Contoh nyata adalah konflik yang terjadi di Myanmar seperti etnis Rohingya atau
yang terjadi di Poso dan Madura di mana teradapat konflik antar agama dan
konflik sektarian. Ini salah satu contoh tindakan antipluralisme karena sulit
menerima unsur berbeda dari kelompok manusia lain. Masih banyaknya perseteruan
dan saling ejek antar agama di masyarakat Indonesia telah menunjukkan
pluralisme bangsa yang masih memperihatinkan meskipun negeri ini menjunjung
tinggi kebhinnekaan. Inilah antitesis dari peradabaan di mana kurangnya
persatuan terjadi dan kurangnya pemahaman antar manusia yang diciptakan berbeda
oleh Tuhan.
Dari artikel ini, saya berharap dengan
mengaitkan konsep peradaban, tauhid dan fenomena antipluralisme yang terjadi di
Indonesia khususnya, bisa membawa kehidupan yang lebih damai lagi.
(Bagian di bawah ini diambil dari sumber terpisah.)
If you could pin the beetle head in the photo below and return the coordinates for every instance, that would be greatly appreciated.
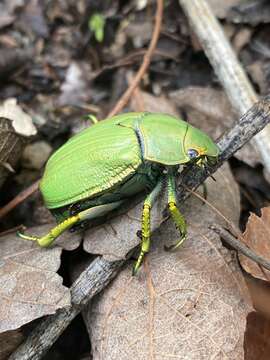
(200, 148)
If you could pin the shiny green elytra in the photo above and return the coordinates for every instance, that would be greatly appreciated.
(104, 165)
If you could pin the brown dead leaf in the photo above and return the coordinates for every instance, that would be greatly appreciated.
(191, 304)
(152, 103)
(29, 285)
(257, 335)
(15, 127)
(257, 237)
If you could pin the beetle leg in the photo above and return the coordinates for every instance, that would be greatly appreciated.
(146, 225)
(87, 214)
(178, 218)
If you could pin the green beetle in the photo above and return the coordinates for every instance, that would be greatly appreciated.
(98, 169)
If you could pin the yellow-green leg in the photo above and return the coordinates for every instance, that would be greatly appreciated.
(175, 213)
(87, 214)
(146, 225)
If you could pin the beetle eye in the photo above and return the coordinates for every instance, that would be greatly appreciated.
(192, 153)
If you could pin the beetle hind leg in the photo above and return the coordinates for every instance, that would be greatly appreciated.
(175, 213)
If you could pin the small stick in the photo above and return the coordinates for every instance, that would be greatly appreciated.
(50, 328)
(241, 247)
(226, 65)
(19, 199)
(146, 61)
(91, 281)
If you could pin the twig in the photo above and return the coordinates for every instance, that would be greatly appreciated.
(247, 127)
(90, 282)
(241, 247)
(19, 199)
(82, 291)
(226, 65)
(146, 61)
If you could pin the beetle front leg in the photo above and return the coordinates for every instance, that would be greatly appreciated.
(47, 239)
(146, 225)
(87, 214)
(175, 213)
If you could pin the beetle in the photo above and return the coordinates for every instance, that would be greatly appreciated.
(98, 169)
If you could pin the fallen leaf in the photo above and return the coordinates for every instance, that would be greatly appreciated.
(210, 110)
(256, 237)
(75, 88)
(153, 103)
(21, 122)
(210, 102)
(190, 304)
(257, 335)
(15, 127)
(29, 285)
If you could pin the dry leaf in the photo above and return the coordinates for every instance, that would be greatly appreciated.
(192, 304)
(15, 126)
(257, 237)
(152, 103)
(29, 285)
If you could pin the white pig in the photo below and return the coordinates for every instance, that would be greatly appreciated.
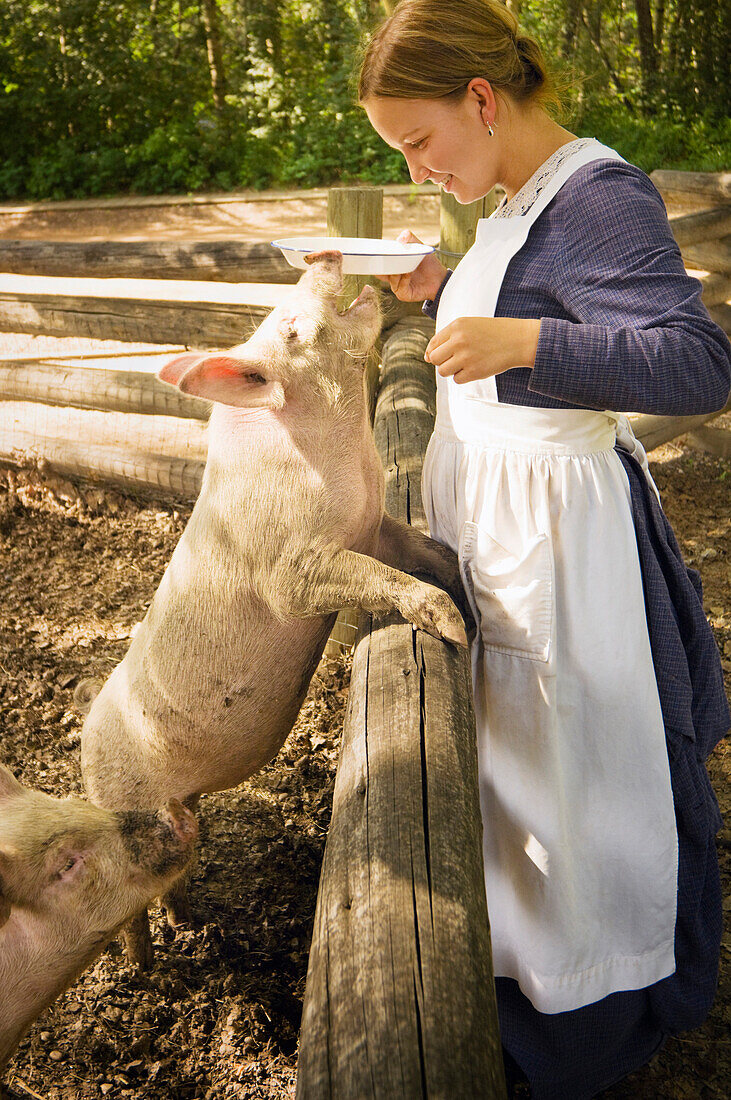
(289, 528)
(70, 875)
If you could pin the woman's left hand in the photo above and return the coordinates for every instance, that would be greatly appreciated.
(472, 348)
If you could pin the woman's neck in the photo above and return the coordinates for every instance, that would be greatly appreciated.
(529, 136)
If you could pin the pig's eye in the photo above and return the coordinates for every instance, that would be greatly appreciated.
(67, 867)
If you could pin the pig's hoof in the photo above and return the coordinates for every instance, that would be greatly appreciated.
(438, 616)
(178, 913)
(141, 955)
(139, 943)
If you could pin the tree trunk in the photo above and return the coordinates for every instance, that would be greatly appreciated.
(613, 75)
(210, 18)
(648, 54)
(571, 30)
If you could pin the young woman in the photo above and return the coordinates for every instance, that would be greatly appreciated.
(598, 689)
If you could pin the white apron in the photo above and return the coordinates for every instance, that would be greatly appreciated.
(579, 837)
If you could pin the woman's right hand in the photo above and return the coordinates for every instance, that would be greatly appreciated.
(421, 283)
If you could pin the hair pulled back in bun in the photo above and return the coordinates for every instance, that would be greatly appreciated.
(433, 48)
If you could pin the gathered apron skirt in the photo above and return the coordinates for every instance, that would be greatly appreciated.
(579, 839)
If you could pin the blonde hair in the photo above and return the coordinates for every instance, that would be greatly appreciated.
(433, 48)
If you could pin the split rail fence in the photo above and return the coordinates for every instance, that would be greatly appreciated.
(399, 997)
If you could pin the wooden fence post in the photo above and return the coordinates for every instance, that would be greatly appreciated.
(354, 211)
(400, 996)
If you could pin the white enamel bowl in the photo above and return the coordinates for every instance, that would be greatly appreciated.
(362, 255)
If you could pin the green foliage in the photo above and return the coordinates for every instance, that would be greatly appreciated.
(100, 97)
(701, 145)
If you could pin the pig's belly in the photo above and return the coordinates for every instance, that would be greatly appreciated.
(162, 728)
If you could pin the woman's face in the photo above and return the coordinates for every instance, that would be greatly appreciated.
(444, 141)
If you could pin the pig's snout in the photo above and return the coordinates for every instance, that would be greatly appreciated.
(325, 273)
(159, 843)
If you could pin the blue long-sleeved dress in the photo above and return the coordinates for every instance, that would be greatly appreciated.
(622, 327)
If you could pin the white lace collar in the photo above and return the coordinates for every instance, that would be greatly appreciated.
(521, 202)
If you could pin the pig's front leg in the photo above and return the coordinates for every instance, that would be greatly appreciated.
(406, 548)
(329, 581)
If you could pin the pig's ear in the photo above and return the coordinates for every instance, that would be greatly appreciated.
(325, 273)
(174, 371)
(9, 785)
(231, 382)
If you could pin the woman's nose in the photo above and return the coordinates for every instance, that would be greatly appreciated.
(417, 171)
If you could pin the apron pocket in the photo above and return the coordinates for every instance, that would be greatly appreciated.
(512, 596)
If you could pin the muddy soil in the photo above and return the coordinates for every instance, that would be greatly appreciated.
(219, 1014)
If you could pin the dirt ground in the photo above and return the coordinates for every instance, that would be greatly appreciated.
(219, 1014)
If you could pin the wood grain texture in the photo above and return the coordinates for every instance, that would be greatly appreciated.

Diharapkan
tidak akan ada lagi konflik represif antar agama atau sekte. Kita perlu
mentolerir perbedaan karena disitulah lahir sifat pluralisme. Kita perlu
melakukan pembenahan dalam hal pemahaman masyarakat Indonesia tentang
perbedaan. Mengembalikan lagi semangat Bhinneka Tunggal Ika. Integritas perlu
diciptakan untuk menyongsong peradaban di dunia ini dengan dasar-dasar ilmu
tauhid yang tidak terlupakan namun tidak disalahartikan. Karena tidak akan
timbul peradaban tanpa kesatuan dan filterisasi unsur luar dan sikap plural dan
toleransi antar masyarakat di Indonesia.